Dadmanly - Self-correction is happening. It took a period of time. Drawing power - it will take time. Confirming information.

HUNT: Elephant in the room: American public is not as affected. Until more people get involved, the reaction may not happen. Casualties are miniscule. More participation would be better.

---

An Iraqi spoke on this... very good point.

---

Fay - Iraqis are good people, but they need people. If the WV National Guard was here... we'd eventually need to go. Media asks the wrong question.

---

Iraq365 - We need Iraqis to step up.

---

Will conference make a difference?

Fay - First conference. If he makes a difference.

Capt. Z - It already has, with turnout.

Roggio - It will make a difference. Good to put faces to names.

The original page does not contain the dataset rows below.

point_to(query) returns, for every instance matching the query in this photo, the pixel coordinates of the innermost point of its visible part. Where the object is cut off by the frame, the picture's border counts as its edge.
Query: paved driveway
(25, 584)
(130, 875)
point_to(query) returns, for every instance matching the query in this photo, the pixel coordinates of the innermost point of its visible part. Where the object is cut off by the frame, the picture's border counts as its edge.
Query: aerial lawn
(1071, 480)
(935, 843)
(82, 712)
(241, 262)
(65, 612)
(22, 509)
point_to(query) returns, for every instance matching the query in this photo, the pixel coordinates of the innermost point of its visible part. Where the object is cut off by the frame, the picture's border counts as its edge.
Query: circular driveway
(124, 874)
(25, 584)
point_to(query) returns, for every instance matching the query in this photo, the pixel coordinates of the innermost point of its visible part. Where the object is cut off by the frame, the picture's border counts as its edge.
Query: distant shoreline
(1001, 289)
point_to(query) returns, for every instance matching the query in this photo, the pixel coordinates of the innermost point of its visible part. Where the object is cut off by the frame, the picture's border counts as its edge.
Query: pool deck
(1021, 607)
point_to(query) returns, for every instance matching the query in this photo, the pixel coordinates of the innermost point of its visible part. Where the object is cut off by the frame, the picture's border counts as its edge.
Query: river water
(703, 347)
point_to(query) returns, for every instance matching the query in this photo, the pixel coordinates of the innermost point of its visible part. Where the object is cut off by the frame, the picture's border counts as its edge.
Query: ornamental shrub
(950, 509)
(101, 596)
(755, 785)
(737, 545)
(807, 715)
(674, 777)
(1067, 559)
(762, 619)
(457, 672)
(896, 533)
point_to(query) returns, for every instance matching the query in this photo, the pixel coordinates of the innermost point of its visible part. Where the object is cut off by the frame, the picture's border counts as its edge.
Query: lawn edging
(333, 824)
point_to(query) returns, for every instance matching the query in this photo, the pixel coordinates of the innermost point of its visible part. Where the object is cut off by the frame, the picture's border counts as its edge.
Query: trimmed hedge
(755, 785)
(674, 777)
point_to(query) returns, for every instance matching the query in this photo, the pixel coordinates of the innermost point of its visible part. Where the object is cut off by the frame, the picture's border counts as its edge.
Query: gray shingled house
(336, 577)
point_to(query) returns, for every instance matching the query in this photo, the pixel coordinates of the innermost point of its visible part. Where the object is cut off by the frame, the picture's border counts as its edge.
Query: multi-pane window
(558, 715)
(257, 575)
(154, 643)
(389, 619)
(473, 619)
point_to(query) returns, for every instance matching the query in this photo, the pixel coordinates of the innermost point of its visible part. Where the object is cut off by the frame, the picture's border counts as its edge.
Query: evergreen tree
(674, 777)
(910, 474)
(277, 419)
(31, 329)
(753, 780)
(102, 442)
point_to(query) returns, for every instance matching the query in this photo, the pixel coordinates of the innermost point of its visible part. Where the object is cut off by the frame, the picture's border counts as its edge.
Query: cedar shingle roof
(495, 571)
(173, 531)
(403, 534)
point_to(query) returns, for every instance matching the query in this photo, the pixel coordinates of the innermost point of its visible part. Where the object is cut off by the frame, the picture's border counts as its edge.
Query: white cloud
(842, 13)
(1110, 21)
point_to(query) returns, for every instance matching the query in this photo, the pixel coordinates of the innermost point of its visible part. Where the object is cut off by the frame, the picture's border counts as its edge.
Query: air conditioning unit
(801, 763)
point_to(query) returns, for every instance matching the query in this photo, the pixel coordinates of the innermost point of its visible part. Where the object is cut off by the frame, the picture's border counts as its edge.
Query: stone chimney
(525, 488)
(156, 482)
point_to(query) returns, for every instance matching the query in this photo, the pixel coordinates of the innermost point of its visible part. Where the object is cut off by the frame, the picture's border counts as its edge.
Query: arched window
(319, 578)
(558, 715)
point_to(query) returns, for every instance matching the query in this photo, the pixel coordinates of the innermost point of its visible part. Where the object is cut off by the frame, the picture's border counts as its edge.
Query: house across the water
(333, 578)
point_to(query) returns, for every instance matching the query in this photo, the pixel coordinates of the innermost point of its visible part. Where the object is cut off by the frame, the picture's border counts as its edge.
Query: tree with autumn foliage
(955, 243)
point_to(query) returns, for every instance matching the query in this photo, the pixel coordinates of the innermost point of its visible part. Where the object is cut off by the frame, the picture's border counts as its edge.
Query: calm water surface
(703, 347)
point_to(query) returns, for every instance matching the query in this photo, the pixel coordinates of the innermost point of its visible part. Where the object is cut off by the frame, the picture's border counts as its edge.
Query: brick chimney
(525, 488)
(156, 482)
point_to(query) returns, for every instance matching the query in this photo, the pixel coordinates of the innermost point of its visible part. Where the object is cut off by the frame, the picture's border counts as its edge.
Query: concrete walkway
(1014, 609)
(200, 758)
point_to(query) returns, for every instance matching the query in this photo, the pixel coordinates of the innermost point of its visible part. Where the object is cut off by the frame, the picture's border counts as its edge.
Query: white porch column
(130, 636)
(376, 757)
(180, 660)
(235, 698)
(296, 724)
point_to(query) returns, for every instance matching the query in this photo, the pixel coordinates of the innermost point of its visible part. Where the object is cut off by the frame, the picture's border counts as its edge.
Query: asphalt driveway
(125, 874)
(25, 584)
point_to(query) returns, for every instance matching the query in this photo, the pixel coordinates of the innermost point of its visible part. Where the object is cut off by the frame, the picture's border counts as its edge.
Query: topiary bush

Iraq365 - Most substantial victory. CENTCOM representatives figuring out how to bring blogging into the Army. Gives Marines credit (grudgingly).

DadManly - Great thing - helps people get a sense of identity. If they regulate themselves. Technology will explode. Those who do it need to do it right.

---
Is MSM becoming more biased?

Roggio - In somes cases MSM has become more biased. Some journalists have reached out. Challenging the establishment. Can't blame MSM - look at Rather.

Iraq365 - Good reporters use blogs.

Dadmanly - Proof in the next journalism classes. Journalism 101 by the wayside.

Fay - We're filling a gap. People sense they are not getting the truth. All PAO asks is that they stay in their lane. Just let us know. Share it.

---

Roggio - Never carried a gun - he wasn't allowed to.

---

Advertising person.

---

HUNT: Draft armies. VOLAR because of being smaller. American forces are the best in the world.

DadManly - Doesn't want draftees or people who don' want to be there. If the media fails us, it is neglecting to uphold military service. People would be willing to serve if they got it.

Iraq365 tells of a documentary. NHNG embedded a filmmaker. Virtually embedded, worked with PAO. Mike Moriarty was one of five. Filmn shows up at Tribeca. The War Tapes. June 2 nationwide.

http://www.thewartapes.com

---

Over There gets raves from Hunt. Iraq365 and Dadmanly hammer it.

---

Fay promotes Pat Dollar. Young Americans project that he hopes gets put together.

It took four and a half years to get 9/11 films. Iraq365 can't watch this stuff. Never liked Over There.

And Jarhead gets hammered.

Resuming after lunch...

It seems that we have made up 32 minutes.

Reporting...

Soldier's Mom: They are reporting opinions, not facts. It was a statement that closed the article and declared a fact. They want balanced reporting.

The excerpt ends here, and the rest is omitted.